Theresa Sircio, the lead facilitator from SSWPMAG called on women to break the shackles of patriarchy and strive to make their voices heard.
"Women must work in solidarity to solve their problems,” said Ms. Sircio. “This is a time-consuming effort and not a fight against men, but rather a way to examine our past and make sure our future is forged through shared decisions at every level of public life, including the highest levels of government,” she added.
The 2018 peace deal provides 35 per cent affirmative action for women in governance; however, the reality is that much needs to be done to ensure this representation is achieved uniformly.
For his part, Riak Madut Angok, Chair of the state’s Human Rights Commission advocated for ongoing sensitization for gender equality at the grassroots. "We are pleased to see the national government’s latest initiatives to promote education for girls. Sensitization and education are key," he said.

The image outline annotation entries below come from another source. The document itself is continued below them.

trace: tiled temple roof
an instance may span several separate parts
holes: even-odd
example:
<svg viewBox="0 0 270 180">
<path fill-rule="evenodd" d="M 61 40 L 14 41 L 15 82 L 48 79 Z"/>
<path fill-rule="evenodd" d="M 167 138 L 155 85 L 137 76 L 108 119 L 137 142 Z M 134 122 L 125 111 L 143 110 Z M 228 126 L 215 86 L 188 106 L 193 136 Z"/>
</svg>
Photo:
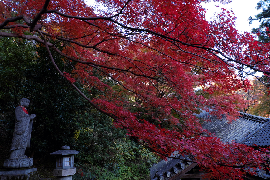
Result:
<svg viewBox="0 0 270 180">
<path fill-rule="evenodd" d="M 251 146 L 270 145 L 270 118 L 240 112 L 236 121 L 228 123 L 224 115 L 218 118 L 216 116 L 203 111 L 197 116 L 201 119 L 209 120 L 203 127 L 214 133 L 224 142 L 231 140 Z"/>
<path fill-rule="evenodd" d="M 240 115 L 239 119 L 233 121 L 231 123 L 228 123 L 224 115 L 218 118 L 217 116 L 204 111 L 197 116 L 201 120 L 205 121 L 202 124 L 204 128 L 214 133 L 223 142 L 234 140 L 249 146 L 254 144 L 261 147 L 270 146 L 270 118 L 241 112 Z M 180 167 L 181 163 L 184 164 L 182 165 L 184 166 L 183 168 Z M 168 158 L 167 161 L 162 160 L 150 168 L 151 179 L 160 179 L 159 176 L 162 176 L 161 179 L 167 180 L 181 179 L 184 177 L 184 174 L 197 164 L 188 164 L 179 159 Z M 177 169 L 177 172 L 174 172 L 174 168 Z M 258 174 L 254 175 L 269 179 L 270 176 L 265 174 L 265 172 L 259 169 L 256 172 Z M 168 172 L 169 175 L 167 175 Z"/>
</svg>

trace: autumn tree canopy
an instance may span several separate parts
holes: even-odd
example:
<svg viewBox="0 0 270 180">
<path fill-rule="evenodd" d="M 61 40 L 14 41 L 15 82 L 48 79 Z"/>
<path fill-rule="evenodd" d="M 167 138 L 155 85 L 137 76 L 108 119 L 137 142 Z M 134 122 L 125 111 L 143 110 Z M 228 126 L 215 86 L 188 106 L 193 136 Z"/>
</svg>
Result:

Mary Awien, a participant and Member of Parliament representing Gogrial East county had a simple endorsement upon the conclusion of the forum.
"We have accomplished a great deal in these two days but it’s important we trickle down the concrete skills we have gained to other women in our communities. I’m going to begin sharing everything I have learned as soon as I return so that everybody can reap the benefits from this capacity-building exercise.”